O mesmo vale para os juros muito longos no Brasil, indexados à inflação, e que ainda apontam taxas reais em torno de 5%. Uma queda gradual desse juro real longo, muito elevado para padrões internacionais, depende da continuidade das reformas econômicas.

E há, finalmente, a questão espinhosa do spread bancário. O cidadão comum vê a conversa sobre taxas reais de juros de 2,5% ao ano, ou mesmo de 5%, e se pergunta em que país está vivendo. Porque nunca viu nada nem perto disso.

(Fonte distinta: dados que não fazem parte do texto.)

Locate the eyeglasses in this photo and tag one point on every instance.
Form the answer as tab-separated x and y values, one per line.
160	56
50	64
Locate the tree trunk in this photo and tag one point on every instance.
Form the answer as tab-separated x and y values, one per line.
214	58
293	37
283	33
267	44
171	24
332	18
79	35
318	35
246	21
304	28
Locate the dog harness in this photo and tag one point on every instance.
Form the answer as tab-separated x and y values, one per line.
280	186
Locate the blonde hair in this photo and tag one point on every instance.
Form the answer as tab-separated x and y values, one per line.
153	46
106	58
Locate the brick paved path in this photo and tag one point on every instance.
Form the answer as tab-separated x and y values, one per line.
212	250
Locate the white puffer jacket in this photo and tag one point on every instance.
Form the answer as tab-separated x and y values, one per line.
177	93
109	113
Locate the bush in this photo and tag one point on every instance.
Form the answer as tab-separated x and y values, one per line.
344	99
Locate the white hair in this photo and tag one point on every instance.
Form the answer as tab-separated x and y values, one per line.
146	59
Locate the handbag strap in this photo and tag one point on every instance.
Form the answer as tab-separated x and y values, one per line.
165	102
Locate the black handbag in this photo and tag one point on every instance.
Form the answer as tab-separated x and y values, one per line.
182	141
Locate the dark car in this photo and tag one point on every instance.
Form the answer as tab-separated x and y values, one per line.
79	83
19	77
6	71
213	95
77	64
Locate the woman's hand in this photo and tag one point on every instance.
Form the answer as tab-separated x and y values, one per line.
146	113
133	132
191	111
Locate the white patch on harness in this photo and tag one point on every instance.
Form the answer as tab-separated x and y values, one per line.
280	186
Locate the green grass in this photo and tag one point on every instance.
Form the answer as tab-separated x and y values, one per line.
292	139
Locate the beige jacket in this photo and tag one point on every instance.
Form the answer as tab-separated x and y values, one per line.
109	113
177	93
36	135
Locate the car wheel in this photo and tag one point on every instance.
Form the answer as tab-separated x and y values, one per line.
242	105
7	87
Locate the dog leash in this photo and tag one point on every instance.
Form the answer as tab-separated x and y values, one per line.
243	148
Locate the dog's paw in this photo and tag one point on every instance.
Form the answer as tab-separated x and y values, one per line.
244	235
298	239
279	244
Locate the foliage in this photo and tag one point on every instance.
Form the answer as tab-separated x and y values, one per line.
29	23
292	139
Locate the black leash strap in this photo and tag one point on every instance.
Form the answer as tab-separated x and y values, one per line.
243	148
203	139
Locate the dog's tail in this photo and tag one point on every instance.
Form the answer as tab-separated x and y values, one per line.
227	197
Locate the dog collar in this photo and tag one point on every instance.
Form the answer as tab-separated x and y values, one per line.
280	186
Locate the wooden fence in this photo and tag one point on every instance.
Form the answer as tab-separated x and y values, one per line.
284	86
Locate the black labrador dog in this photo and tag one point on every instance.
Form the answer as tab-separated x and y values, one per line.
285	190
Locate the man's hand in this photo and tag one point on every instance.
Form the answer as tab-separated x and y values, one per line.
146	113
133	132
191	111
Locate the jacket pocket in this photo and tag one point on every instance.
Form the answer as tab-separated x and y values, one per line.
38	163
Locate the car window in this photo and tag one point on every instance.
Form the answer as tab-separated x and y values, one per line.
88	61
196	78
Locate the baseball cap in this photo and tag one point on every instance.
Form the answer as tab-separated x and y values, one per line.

É que essas taxas, expressas, por exemplo, no chamado “swap” de 360 dias, só prevalecem nas negociações entre o BC e os bancos, ou entre os bancos e as maiores empresas do País.

Para o brasileiro médio, assim como para a pequena e média empresa, o que vale são as taxas com elevados “spreads”, que podem ir a níveis muito maiores, e verdadeiramente estratosféricos no caso de linhas como cheque especial e cartão de crédito.

Ilan reconhece o problema, e mostra o que está sendo feito para combatê-lo, o que inclui diversas frentes: reforço de garantias, redução de custos operacionais, melhor sistema de informações e mais competição. Ele descarta, porém, medidas que ataquem os sintomas, e não as causas. Ilan definitivamente não é um economista que aprecie milagres e atalhos. Talvez seja essa a razão de ele ter um legado do qual cuidar.